In retrospect and after some more experience, the airport doesn't seem all that, bad but at the time I couldn't imagine doing it as a newly-arrived tourist.

    Indian Bathrooms
     
Perhaps this is a good time to say something about Indian bathrooms. I was not completely unprepared because of my earlier experience with the Hare Krishna people who try to do things in the Indian way. In India there are two styles of bathroom (actually, technically 3). One is English, exactly what we are used to. Chrissie has an English bathroom, as does anyone who lives in the city. Indian style toilets come, as I discovered in a restaurant in Panjim, Goa, in two styles. The women's style is your basic toilet basin, except the top of the basin is level with the floor and there is no seat. Instead, there is a place for your feet, either separately in cement or as ribbed wings of the porcelain. The men's or possibly the compromise type is identical except the whole thing is about 10 inches off the ground-but you still squat on it (except possibly to pee if you are a man), although Vally says they usually have an optional seat. In reality some did and some did not.
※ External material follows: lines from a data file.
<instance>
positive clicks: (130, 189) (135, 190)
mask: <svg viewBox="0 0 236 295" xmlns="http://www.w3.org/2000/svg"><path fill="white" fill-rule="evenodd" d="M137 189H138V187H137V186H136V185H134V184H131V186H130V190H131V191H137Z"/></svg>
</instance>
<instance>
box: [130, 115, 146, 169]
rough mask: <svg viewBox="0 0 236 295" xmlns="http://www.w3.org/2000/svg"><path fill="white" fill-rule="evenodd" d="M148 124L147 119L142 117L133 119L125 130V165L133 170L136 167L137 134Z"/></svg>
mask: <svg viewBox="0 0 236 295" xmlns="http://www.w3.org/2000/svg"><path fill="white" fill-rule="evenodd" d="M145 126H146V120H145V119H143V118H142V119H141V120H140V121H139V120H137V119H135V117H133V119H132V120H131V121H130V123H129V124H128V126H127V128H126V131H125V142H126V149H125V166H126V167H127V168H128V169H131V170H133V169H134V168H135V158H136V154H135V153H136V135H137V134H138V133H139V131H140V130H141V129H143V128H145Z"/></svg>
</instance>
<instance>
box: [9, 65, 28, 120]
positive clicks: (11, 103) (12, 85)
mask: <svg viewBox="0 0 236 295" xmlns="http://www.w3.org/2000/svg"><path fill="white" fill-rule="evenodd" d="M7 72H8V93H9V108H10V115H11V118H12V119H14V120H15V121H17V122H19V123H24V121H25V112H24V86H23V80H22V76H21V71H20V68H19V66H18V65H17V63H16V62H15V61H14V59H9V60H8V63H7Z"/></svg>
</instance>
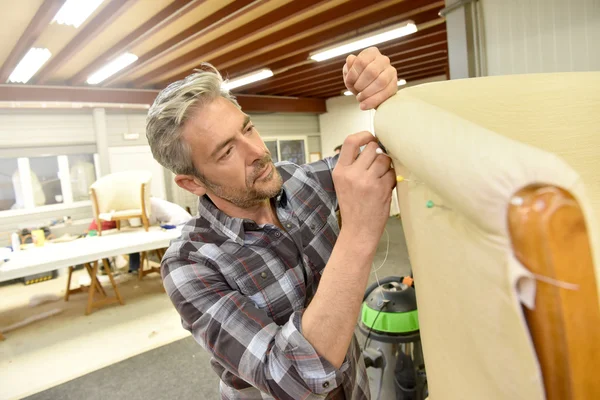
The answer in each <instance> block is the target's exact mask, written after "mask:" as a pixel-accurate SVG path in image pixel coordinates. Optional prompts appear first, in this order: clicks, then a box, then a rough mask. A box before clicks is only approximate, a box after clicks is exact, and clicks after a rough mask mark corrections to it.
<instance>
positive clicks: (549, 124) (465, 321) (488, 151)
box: [375, 73, 600, 400]
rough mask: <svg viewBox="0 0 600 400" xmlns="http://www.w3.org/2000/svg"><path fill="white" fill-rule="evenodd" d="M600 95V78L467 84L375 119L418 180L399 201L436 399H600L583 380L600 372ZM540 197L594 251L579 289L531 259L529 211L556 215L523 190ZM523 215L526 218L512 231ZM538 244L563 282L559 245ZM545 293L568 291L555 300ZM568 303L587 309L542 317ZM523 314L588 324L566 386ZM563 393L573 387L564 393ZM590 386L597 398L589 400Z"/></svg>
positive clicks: (388, 150) (404, 167)
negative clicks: (546, 190) (523, 228)
mask: <svg viewBox="0 0 600 400" xmlns="http://www.w3.org/2000/svg"><path fill="white" fill-rule="evenodd" d="M598 87H600V73H572V74H571V73H567V74H543V75H525V76H502V77H490V78H479V79H469V80H457V81H448V82H442V83H432V84H426V85H422V86H417V87H413V88H408V89H403V90H401V91H400V92H399V93H398V94H397V95H396V96H394V97H393V98H392V99H390V100H388V101H387V102H385V103H384V104H383V105H381V106H380V108H379V110H378V111H377V113H376V115H375V133H376V134H377V136H378V137H379V139H380V141H381V142H382V143H383V144H384V145H385V146H386V148H387V150H388V153H390V154H391V155H392V157H393V158H394V160H395V162H394V165H395V167H396V171H397V173H398V174H401V175H403V176H405V177H406V178H407V179H409V180H410V182H406V181H405V182H402V183H400V184H399V185H398V195H399V201H400V213H401V216H402V221H403V227H404V231H405V235H406V238H407V243H408V249H409V254H410V259H411V263H412V267H413V271H414V276H415V284H416V287H417V301H418V306H419V320H420V326H421V336H422V340H423V348H424V356H425V364H426V369H427V375H428V384H429V389H430V395H431V396H430V398H431V399H433V400H436V399H444V400H452V399H464V398H477V399H486V400H494V399H507V398H511V399H543V398H548V399H558V398H565V399H566V398H568V399H575V398H577V399H584V398H586V397H585V396H589V393H594V394H598V395H600V393H597V392H596V391H598V390H600V388H599V386H598V384H597V383H595V384H594V382H592V380H591V379H592V378H591V377H592V376H593V375H592V374H593V372H592V373H591V374H590V371H587V372H586V373H581V374H575V373H573V371H576V372H580V371H581V369H578V368H581V366H582V365H584V366H588V367H591V366H592V365H593V361H591V360H593V359H594V357H595V359H596V360H598V359H600V346H599V344H598V343H599V341H598V340H595V342H596V343H593V342H594V340H590V337H592V338H593V337H594V335H596V334H600V303H599V301H598V298H599V297H598V286H597V284H596V282H598V279H597V278H598V276H600V269H599V264H600V252H599V250H600V242H599V238H600V236H599V231H598V226H599V220H598V216H600V157H599V156H598V155H600V134H599V132H598V127H599V126H600V111H599V110H600V92H599V91H598V90H597V88H598ZM539 187H542V188H550V189H548V190H552V188H555V190H556V191H560V190H562V192H561V195H564V198H568V197H569V196H571V195H572V198H573V203H575V204H576V205H577V207H580V208H581V221H579V222H578V223H579V225H580V226H582V229H583V231H585V233H586V235H585V241H586V242H588V243H587V253H588V255H587V260H589V262H588V267H589V271H588V272H589V273H588V275H587V277H588V278H587V280H585V281H584V282H582V281H577V282H576V283H577V284H578V286H569V285H568V284H564V283H561V282H555V281H549V280H548V279H546V278H547V277H548V275H549V273H548V269H546V270H543V271H546V272H542V273H540V272H539V270H537V269H534V268H531V267H530V262H529V260H528V259H527V257H523V253H522V252H520V251H521V250H522V248H523V245H522V244H523V242H522V241H519V240H521V239H522V238H520V239H519V238H518V235H517V234H516V233H515V232H514V229H513V228H515V227H517V228H518V227H520V226H523V225H525V224H527V218H528V217H529V216H530V214H528V213H527V212H524V211H522V210H525V209H524V208H523V209H521V208H519V207H526V206H527V207H530V208H529V209H528V210H534V211H535V209H536V207H537V208H539V209H540V210H543V209H544V207H547V206H548V204H549V203H544V202H542V201H541V200H540V199H542V197H540V196H544V194H543V193H542V194H540V193H536V194H535V196H537V197H535V196H534V197H533V199H534V202H533V205H531V204H529V203H527V202H528V201H530V197H528V196H529V193H525V192H524V190H529V188H534V189H535V188H539ZM556 188H559V189H556ZM561 188H562V189H561ZM532 190H533V189H532ZM563 192H564V193H563ZM511 207H512V208H514V207H517V208H516V210H515V209H511ZM550 211H551V212H552V213H554V211H553V210H550ZM519 212H520V213H521V217H522V218H520V219H519V218H517V219H516V220H515V219H513V220H511V221H509V216H514V215H517V216H519ZM552 213H551V214H550V215H551V217H552V218H551V219H552V221H554V220H555V219H554V218H555V216H554V214H552ZM541 221H542V222H541V224H542V225H543V224H545V223H547V222H544V221H543V219H542V220H541ZM563 225H565V226H568V225H569V224H563ZM540 226H541V225H540ZM547 228H548V227H547V226H546V225H544V226H543V229H541V230H542V231H543V232H546V231H547V230H548V229H547ZM559 228H560V227H559ZM571 236H573V235H571ZM569 237H570V236H569V234H568V232H567V234H564V235H563V238H566V239H565V240H567V239H568V238H569ZM538 240H539V241H538V242H537V243H534V244H533V246H534V247H533V251H534V252H537V253H539V254H541V256H542V257H541V258H542V259H543V260H544V262H543V263H542V264H544V267H546V268H549V269H550V270H552V268H553V267H556V264H557V260H553V259H552V258H551V257H550V256H551V255H552V253H551V252H549V251H547V247H548V246H547V245H548V243H550V241H549V240H547V238H546V237H544V235H541V236H539V237H538ZM590 247H591V250H590ZM544 257H545V258H544ZM584 258H585V257H583V256H581V257H576V260H579V259H584ZM534 274H538V275H534ZM541 275H546V278H545V277H544V276H541ZM576 275H577V274H572V276H567V278H562V279H563V280H567V281H570V280H571V279H575V278H576ZM553 276H555V277H556V276H561V277H562V276H564V275H553ZM550 278H552V277H550ZM553 279H556V278H553ZM540 280H544V281H545V282H552V284H550V285H549V284H548V283H545V282H541V281H540ZM544 285H547V286H550V287H552V288H553V289H556V290H551V291H550V292H547V291H546V290H545V286H544ZM557 285H558V286H562V287H561V288H558V287H557ZM536 288H537V293H536ZM590 288H591V289H590ZM571 289H575V290H571ZM541 294H544V295H545V296H547V295H550V296H555V297H552V298H542V297H540V295H541ZM561 296H563V297H564V296H572V298H574V299H576V300H574V301H573V302H571V304H570V307H571V308H569V307H567V308H566V309H561V310H559V311H560V312H558V314H552V313H549V314H547V315H546V314H544V315H541V314H543V313H544V312H546V311H544V310H545V309H544V304H562V303H561ZM569 298H571V297H569ZM574 304H578V306H576V307H573V305H574ZM522 305H526V306H528V307H530V308H532V310H533V311H532V313H533V314H535V315H536V317H541V320H542V321H547V320H548V319H551V318H553V316H555V315H560V316H564V315H569V313H570V314H572V315H574V316H575V315H576V316H578V317H579V316H583V317H582V318H583V320H582V318H580V319H579V320H578V321H577V322H576V324H579V325H583V326H584V327H585V329H584V331H585V332H584V333H583V334H582V335H584V336H586V335H587V336H586V337H577V338H575V342H578V343H579V345H581V346H584V347H585V349H584V350H583V351H582V349H581V348H574V347H569V346H570V345H568V344H565V347H564V348H563V350H564V354H565V355H566V357H567V358H566V359H564V360H563V361H564V363H563V364H565V366H564V368H563V373H565V374H567V375H568V376H564V375H560V374H559V375H560V376H556V375H552V372H548V370H550V369H551V367H549V366H548V365H547V364H545V361H544V360H546V358H545V356H544V355H543V354H542V355H540V352H544V351H546V350H545V348H542V347H538V345H537V342H536V340H537V338H538V337H539V335H538V334H536V333H535V331H536V329H533V328H534V326H533V325H535V323H537V322H535V321H534V319H530V315H529V314H525V313H524V311H523V308H522ZM553 311H554V310H553ZM580 313H581V314H580ZM586 313H587V314H586ZM586 318H588V319H587V320H586ZM538 319H539V318H538ZM552 322H553V324H550V325H548V324H546V325H544V328H542V329H551V331H545V332H542V334H546V335H552V334H554V333H555V332H567V333H568V334H572V331H569V329H570V327H569V326H568V325H569V321H563V320H560V319H558V320H555V321H552ZM528 324H529V326H528ZM532 324H533V325H532ZM586 324H587V325H586ZM548 326H550V327H552V328H549V327H548ZM530 327H532V329H531V331H530ZM537 330H538V331H539V329H537ZM538 333H539V332H538ZM590 335H591V336H590ZM558 336H560V335H558ZM563 336H564V335H563ZM567 336H568V335H567ZM596 337H598V336H597V335H596ZM570 339H573V338H570ZM586 346H587V347H586ZM536 351H537V353H536ZM576 353H577V354H576ZM578 354H579V355H578ZM577 357H579V359H577ZM540 364H541V367H540ZM588 369H590V370H591V369H592V368H588ZM565 371H566V372H565ZM575 375H580V376H575ZM552 380H557V381H560V380H563V381H564V382H563V383H564V384H562V383H561V384H562V387H561V388H559V389H556V388H553V387H552V386H551V383H552V382H550V381H552ZM596 381H597V380H596ZM581 387H583V389H589V391H588V392H584V391H578V390H579V389H578V388H581ZM561 390H564V391H563V392H560V391H561ZM564 393H567V396H563V394H564ZM586 393H587V394H586ZM588 398H592V397H588Z"/></svg>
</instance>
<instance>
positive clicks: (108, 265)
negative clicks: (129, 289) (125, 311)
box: [102, 258, 125, 305]
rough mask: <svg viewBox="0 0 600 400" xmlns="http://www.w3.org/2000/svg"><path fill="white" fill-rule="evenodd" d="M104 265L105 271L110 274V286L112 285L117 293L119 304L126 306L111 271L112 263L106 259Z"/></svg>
mask: <svg viewBox="0 0 600 400" xmlns="http://www.w3.org/2000/svg"><path fill="white" fill-rule="evenodd" d="M102 263H103V264H104V271H105V272H106V273H107V274H108V279H110V284H111V285H112V287H113V290H114V291H115V295H116V296H117V299H118V300H119V303H121V305H124V304H125V303H123V299H122V298H121V293H119V289H118V288H117V283H116V282H115V279H114V278H113V276H112V271H111V270H110V263H109V262H108V260H107V259H106V258H103V259H102Z"/></svg>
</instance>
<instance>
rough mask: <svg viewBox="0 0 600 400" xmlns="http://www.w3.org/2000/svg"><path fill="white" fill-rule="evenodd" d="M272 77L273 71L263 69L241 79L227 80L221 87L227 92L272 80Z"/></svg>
mask: <svg viewBox="0 0 600 400" xmlns="http://www.w3.org/2000/svg"><path fill="white" fill-rule="evenodd" d="M272 76H273V71H271V70H270V69H268V68H263V69H261V70H259V71H256V72H251V73H249V74H246V75H242V76H240V77H239V78H235V79H231V80H227V81H225V82H223V84H222V85H221V87H223V88H224V89H226V90H231V89H235V88H238V87H240V86H245V85H249V84H251V83H254V82H257V81H261V80H263V79H267V78H270V77H272Z"/></svg>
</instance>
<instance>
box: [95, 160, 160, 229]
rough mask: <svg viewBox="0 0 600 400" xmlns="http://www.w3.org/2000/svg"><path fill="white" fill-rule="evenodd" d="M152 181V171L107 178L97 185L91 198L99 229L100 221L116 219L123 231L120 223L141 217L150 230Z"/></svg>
mask: <svg viewBox="0 0 600 400" xmlns="http://www.w3.org/2000/svg"><path fill="white" fill-rule="evenodd" d="M151 181H152V173H151V172H150V171H144V170H132V171H124V172H116V173H113V174H109V175H105V176H103V177H101V178H100V179H98V180H97V181H96V182H94V183H93V184H92V186H91V187H90V196H91V198H92V206H93V209H94V215H95V218H96V221H97V222H98V226H99V227H100V223H99V222H100V220H104V221H110V220H114V221H117V227H118V228H120V222H119V221H120V220H123V219H132V218H141V220H142V222H143V224H144V227H145V228H146V230H148V217H150V213H151V209H152V207H151V205H150V192H151V187H150V184H151Z"/></svg>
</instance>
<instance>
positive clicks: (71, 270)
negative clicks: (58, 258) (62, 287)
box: [65, 266, 73, 301]
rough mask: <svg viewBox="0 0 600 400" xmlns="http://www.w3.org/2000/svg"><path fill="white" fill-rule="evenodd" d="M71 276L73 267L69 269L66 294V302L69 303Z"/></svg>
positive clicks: (71, 267) (70, 283)
mask: <svg viewBox="0 0 600 400" xmlns="http://www.w3.org/2000/svg"><path fill="white" fill-rule="evenodd" d="M71 276H73V267H72V266H71V267H69V277H68V278H67V290H66V292H65V301H69V295H70V294H71Z"/></svg>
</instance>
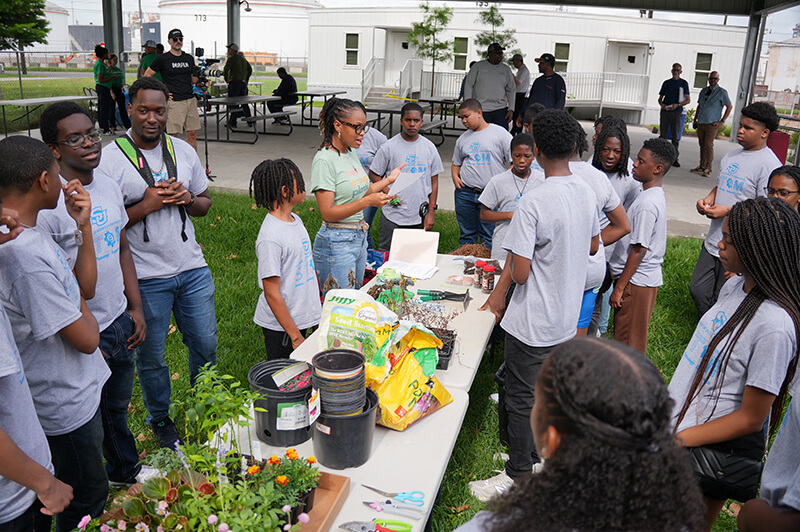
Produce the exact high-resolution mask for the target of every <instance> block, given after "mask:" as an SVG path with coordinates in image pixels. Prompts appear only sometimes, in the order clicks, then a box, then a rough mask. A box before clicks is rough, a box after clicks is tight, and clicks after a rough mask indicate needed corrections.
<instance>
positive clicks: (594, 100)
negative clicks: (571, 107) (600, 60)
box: [561, 72, 649, 108]
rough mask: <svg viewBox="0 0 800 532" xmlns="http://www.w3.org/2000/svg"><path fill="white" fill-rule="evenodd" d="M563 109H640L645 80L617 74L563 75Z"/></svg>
mask: <svg viewBox="0 0 800 532" xmlns="http://www.w3.org/2000/svg"><path fill="white" fill-rule="evenodd" d="M561 75H562V76H563V77H564V82H565V83H566V85H567V105H580V104H592V105H598V104H599V105H615V104H616V105H624V106H626V107H636V108H644V107H645V105H646V102H647V85H648V80H649V78H648V76H646V75H644V74H622V73H619V72H563V73H561Z"/></svg>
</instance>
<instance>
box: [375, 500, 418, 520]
mask: <svg viewBox="0 0 800 532" xmlns="http://www.w3.org/2000/svg"><path fill="white" fill-rule="evenodd" d="M363 502H364V504H366V505H367V506H369V507H370V508H372V509H373V510H375V511H376V512H379V513H380V512H386V513H387V514H395V515H402V516H403V517H410V518H411V519H417V520H418V519H421V518H422V516H423V515H425V511H424V510H422V509H420V508H419V507H418V506H413V505H411V504H407V503H404V502H396V501H394V500H392V499H383V500H380V501H373V502H370V501H363Z"/></svg>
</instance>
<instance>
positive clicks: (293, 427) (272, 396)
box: [247, 359, 311, 447]
mask: <svg viewBox="0 0 800 532" xmlns="http://www.w3.org/2000/svg"><path fill="white" fill-rule="evenodd" d="M290 366H296V368H293V369H294V371H292V370H287V368H289V367H290ZM282 370H285V371H288V372H291V373H297V372H299V374H298V376H297V378H296V379H295V383H294V386H290V387H291V388H292V389H291V390H287V391H284V390H281V384H283V382H282V381H283V379H279V381H278V383H276V382H275V377H274V376H275V374H276V373H278V372H281V371H282ZM303 372H306V373H307V372H308V365H307V364H306V363H305V362H299V361H297V360H292V359H280V360H266V361H262V362H259V363H257V364H255V365H253V367H251V368H250V372H249V373H248V374H247V380H248V381H249V382H250V389H251V390H252V391H254V392H258V393H260V394H261V395H262V396H263V397H264V399H259V400H257V401H255V405H254V406H255V407H256V408H255V421H256V435H257V436H258V439H259V440H261V441H262V442H264V443H266V444H267V445H272V446H275V447H290V446H293V445H299V444H301V443H303V442H305V441H308V439H309V438H310V437H311V426H310V423H309V418H308V399H309V397H310V396H311V381H310V380H307V379H305V378H304V375H303ZM291 373H290V374H291ZM278 376H282V375H281V374H278ZM283 376H286V375H285V374H284V375H283ZM260 409H263V410H265V411H264V412H262V411H260Z"/></svg>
There are two other useful facts about Indian toilets: the door is ordinarily kept closed, so if you are in there and don't want company, you'd better lock it (I found out the hard way). The second, as many of you know, is that there is no toilet paper. Instead there is a spigot, a bucket and a small pitcher, although sometimes in public bathrooms there is no pitcher and I'm not sure how people handle this one. The pitcher is used for pouring water and the left hand for directing the water to the area that needs cleaning. Vally tells me that men, at least, ordinarily pour the water from the back. I can't exactly picture this. I carry paper. Also, many of these squat toilets flush passively, i.e. as a result of the water that has been poured in, although some actually flush. The major drawback, aside from requiring some agility and awareness of where your clothing is, is that you are much closer to the smell of the toilet and if you use it just after a meal, when your olfactory senses are keen, it can be rough. The advantage is that it is an efficient position from a physiological point of view-the leisurely practice of reading in the bathroom is unknown, and due to the position and the amount of water on the floor, inadvisable.